The rejection of professionalism in the arts as related to modernism has left art an open field where both positive and negative liberties can occur – though art schools preserve a surface appearance of openness and self-actualization, it is unclear whether they are actually providing the tools to students to either successfully function commercially or become critical thinkers and active citizen-artists. What situations are we preparing students for? To be teachers? To be commercial artists? To be critical thinkers? Ernesto Pujol claims that “In the United States, we are not graduating artists, we are graduating teachers right and left, and we should finally admit it.” If this is the case, how do we rearticulate theory and practice within art departments, recast art as research and practice as the development of theory, and theory as a critical tool to aid in the formulation of engaged action in the social context? This is not to make art necessarily the site for social change, but not to recognize the important and rapidly dwindling space for “social consciousness” within art departments spells their doom.

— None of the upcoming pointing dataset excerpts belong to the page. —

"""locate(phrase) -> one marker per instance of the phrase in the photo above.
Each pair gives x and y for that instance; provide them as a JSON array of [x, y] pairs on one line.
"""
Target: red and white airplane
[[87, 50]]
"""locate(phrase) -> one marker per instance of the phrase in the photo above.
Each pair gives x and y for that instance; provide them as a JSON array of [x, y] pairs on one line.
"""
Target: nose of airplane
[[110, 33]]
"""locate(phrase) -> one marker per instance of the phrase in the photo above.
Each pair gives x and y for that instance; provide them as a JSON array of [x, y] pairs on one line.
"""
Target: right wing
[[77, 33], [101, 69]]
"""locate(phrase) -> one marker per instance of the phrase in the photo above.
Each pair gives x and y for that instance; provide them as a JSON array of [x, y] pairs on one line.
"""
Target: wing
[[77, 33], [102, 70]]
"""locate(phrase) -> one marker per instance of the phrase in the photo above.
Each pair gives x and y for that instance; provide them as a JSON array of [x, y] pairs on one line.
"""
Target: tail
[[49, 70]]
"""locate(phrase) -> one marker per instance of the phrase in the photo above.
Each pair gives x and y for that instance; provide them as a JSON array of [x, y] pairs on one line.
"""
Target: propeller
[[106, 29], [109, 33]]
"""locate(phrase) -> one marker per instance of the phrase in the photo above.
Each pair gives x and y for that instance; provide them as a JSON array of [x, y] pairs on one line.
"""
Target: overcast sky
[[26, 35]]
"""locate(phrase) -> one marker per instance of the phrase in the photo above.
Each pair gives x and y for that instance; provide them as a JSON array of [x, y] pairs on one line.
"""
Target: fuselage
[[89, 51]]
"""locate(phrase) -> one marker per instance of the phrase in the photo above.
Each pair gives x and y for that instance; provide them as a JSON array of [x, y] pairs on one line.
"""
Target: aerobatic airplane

Almost despite their pedagogical context, art students are paying more attention to audience, and rejecting the vestiges of modernism. Many are searching for new methods of synthesis (built upon the immediate and universal access to information), more criticality, and the elusive possibility for social relevance. This change is emerging from the passive student/viewers rather than the artist/experts at the helm (though in some cases the teaching cycles turn over so fast that last year’s MFA grads end up teaching this year’s adjunct classes, bolstering Pujol’s claim), as well as increasing numbers of non-accredited artist-run pedagogical spaces that seek to explore new paradigms. This “pedagogical turn,” including projects like the Mountain School for the Arts, SOMA, the Bruce High Quality Foundation University, and the Public School is not new (Allan Sekula’s School is a Factory and the pedagogical activities of Joseph Beuys are excellent precursors), but many have reached quite unexpected entrenchment and longevity. One could even argue that these ground-up shifts have resulted in experimental new programs emerging from within public universities in California and elsewhere that focus specifically on art’s relevance within social contexts (UC Santa Cruz’s Digital Arts/New Media MFA program, CCA’s concentration in Social Practice, Otis’s Public Practice Program to name a few). It remains to be seen whether such programs represent any structural pedagogical change that translates to an increased flow of ideas and action into real social context, but the enduring value of the public university and its art departments demands increased relevance over stagnation.